Let's count how many times each pattern occurs:
123 - 4 times
132 - 5 times
213 - 5 times
231 - 5 times
312 - 4 times
321 - 4 times
=============
27 times total
If you run the code that swaps at random for an infinite number of times, the patterns 132, 213 and 231 will occur more often than the patterns 123, 312, and 321, simply because the way the code swaps makes that more likely to occur.
Now, of course, you can say that if you run the code 30 times (27 + 3), you could end up with all the patterns occuring 5 times, but when dealing with statistics you have to look at the long term trend.

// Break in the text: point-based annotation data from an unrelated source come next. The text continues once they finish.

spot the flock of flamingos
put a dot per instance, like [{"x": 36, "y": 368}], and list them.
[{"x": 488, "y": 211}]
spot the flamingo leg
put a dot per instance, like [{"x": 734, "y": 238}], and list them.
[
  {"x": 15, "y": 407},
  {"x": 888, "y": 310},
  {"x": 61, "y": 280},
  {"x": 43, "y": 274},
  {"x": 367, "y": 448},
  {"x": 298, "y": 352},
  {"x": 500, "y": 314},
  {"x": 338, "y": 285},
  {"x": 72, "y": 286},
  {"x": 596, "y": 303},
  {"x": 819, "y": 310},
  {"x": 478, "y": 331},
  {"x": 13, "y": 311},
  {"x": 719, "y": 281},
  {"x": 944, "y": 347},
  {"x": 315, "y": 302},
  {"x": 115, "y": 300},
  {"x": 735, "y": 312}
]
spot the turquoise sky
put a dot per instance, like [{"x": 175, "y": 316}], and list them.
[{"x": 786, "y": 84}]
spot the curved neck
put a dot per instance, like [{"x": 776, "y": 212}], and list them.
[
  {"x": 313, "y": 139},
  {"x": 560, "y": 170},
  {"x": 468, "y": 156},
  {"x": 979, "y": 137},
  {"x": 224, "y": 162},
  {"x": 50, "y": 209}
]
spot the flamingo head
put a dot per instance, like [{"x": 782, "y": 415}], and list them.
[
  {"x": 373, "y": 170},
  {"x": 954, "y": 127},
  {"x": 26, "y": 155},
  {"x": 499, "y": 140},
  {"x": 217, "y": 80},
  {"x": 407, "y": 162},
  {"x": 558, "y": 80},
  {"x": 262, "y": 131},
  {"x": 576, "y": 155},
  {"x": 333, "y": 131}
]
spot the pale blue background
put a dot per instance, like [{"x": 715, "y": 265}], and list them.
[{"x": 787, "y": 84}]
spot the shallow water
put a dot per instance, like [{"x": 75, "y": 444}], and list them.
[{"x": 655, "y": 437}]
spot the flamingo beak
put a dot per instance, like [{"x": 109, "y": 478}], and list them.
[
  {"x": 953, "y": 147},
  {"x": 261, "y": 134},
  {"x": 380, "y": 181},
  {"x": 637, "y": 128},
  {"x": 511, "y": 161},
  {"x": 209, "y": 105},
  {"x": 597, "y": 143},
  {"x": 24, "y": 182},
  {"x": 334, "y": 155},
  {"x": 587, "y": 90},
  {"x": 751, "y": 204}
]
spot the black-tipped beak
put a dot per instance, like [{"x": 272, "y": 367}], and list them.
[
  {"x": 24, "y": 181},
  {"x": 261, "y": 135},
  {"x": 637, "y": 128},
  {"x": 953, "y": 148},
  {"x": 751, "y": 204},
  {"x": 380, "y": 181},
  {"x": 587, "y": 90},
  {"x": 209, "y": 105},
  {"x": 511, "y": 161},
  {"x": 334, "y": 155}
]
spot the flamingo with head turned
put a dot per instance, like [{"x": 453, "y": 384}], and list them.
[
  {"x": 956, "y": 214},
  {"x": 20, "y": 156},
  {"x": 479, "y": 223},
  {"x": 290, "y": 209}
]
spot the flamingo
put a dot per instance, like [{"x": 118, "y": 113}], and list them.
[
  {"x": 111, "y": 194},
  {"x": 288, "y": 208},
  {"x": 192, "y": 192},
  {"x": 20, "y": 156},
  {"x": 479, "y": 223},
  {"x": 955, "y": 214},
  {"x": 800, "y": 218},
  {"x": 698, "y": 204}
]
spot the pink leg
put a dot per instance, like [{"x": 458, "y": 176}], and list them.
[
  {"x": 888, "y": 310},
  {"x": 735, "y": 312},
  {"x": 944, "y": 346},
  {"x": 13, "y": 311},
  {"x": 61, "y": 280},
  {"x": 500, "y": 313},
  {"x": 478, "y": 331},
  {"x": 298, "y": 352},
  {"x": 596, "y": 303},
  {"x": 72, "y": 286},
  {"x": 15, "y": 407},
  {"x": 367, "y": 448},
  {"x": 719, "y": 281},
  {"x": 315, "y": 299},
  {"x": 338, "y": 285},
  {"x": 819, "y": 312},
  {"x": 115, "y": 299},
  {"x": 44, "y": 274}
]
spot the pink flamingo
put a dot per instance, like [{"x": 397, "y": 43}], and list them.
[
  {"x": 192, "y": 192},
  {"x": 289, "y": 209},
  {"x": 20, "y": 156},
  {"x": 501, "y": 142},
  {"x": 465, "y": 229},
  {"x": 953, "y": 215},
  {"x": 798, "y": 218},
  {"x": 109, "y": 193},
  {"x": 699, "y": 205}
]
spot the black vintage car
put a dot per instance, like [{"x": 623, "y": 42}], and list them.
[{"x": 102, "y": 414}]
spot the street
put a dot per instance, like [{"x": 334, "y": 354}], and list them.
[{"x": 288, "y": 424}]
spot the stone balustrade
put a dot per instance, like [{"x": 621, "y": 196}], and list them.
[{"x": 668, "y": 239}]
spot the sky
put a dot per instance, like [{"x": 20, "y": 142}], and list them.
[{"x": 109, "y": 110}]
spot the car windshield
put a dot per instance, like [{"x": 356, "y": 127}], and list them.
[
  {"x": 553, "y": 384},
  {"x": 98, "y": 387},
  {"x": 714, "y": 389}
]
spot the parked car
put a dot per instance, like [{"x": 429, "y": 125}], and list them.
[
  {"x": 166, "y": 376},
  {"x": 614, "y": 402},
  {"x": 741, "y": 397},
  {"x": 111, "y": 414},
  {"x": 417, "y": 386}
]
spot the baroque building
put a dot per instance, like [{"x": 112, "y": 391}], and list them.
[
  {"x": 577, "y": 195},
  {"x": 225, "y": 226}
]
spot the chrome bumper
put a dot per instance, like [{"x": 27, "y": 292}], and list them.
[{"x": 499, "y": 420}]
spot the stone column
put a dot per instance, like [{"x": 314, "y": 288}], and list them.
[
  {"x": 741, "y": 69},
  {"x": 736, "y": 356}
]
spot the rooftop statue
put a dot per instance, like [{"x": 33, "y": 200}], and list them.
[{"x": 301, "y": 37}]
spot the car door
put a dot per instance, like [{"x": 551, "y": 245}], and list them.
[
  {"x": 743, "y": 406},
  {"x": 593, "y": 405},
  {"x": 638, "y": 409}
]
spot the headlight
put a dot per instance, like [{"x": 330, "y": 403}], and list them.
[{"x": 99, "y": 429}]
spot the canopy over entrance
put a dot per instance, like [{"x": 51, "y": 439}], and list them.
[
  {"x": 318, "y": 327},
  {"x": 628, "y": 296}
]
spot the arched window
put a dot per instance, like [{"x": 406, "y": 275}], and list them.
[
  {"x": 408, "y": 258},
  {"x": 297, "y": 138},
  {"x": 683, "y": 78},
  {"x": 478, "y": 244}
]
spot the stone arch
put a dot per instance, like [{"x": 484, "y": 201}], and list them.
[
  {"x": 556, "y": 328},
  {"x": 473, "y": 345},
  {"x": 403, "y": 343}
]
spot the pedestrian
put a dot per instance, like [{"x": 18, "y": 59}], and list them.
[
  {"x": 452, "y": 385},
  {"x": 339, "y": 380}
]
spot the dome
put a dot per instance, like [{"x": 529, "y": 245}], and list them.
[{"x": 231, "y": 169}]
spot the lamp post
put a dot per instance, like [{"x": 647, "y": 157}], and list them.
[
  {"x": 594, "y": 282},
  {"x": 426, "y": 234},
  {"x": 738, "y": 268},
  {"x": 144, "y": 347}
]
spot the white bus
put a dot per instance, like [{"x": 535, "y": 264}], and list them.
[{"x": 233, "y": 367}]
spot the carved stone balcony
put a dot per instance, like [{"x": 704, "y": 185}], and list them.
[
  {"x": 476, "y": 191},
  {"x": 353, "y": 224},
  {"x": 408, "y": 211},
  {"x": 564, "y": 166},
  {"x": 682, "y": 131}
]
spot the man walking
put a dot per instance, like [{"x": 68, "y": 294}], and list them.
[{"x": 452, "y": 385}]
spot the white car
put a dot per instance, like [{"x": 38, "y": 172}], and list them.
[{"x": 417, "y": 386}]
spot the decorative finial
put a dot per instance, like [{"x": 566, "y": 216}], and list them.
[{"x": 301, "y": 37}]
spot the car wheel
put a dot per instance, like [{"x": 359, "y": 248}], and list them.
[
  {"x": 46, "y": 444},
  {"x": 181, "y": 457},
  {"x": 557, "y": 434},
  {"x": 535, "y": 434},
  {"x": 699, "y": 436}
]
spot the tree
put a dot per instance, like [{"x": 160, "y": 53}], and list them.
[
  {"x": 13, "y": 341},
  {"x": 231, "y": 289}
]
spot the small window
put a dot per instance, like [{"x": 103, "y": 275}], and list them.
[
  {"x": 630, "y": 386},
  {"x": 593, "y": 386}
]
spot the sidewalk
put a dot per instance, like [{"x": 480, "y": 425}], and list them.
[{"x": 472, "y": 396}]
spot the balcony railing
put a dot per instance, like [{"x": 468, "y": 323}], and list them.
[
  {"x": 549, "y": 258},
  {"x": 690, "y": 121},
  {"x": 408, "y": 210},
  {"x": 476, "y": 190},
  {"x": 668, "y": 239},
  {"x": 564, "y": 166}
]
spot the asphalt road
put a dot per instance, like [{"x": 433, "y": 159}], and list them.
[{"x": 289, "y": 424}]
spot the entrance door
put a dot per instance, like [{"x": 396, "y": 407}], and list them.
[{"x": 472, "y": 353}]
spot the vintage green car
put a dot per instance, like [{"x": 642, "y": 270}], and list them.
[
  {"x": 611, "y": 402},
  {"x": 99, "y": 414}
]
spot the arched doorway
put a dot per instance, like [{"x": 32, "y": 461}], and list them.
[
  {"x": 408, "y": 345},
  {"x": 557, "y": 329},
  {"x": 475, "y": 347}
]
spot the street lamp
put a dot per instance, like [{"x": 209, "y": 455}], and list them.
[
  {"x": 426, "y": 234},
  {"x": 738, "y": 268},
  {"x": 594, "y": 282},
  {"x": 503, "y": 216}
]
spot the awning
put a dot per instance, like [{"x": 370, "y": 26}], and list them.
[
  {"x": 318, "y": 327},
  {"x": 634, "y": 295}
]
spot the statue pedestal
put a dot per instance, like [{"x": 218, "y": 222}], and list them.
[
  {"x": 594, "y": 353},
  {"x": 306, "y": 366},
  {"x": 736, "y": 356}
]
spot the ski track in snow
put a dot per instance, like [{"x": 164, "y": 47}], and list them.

Here's C# code that explores the randomness for one of each possible pattern:
class Program
{
static void Main(string[] args)
{
Dictionary<String, Int32> occurances = new Dictionary<String, Int32>
{
{ "123", 0 },
{ "132", 0 },
{ "213", 0 },
{ "231", 0 },
{ "312", 0 },
{ "321", 0 }
};
Char[] digits = new[] { '1', '2', '3' };
Func<Char[], Int32, Int32, Char[]> swap = delegate(Char[] input, Int32 pos1, Int32 pos2)
{
Char[] result = new Char[] { input[0], input[1], input[2] };
Char temp = result[pos1];
result[pos1] = result[pos2];
result[pos2] = temp;
return result;
};
for (Int32 index1 = 0; index1 < 3; index1++)
{
Char[] level1 = swap(digits, 0, index1);
for (Int32 index2 = 0; index2 < 3; index2++)
{
Char[] level2 = swap(level1, 1, index2);
for (Int32 index3 = 0; index3 < 3; index3++)
{
Char[] level3 = swap(level2, 2, index3);
String output = new String(level3);
occurances[output]++;
}
}
}
foreach (var kvp in occurances)
{
Console.Out.WriteLine(kvp.Key + ": " + kvp.Value);
}
}
}
This outputs:
123: 4
132: 5
213: 5
231: 5
312: 4
321: 4
So while this answer does in fact count, it's not a purely mathematical answer, you just have to evaluate all possible ways the random function can go, and look at the final outputs.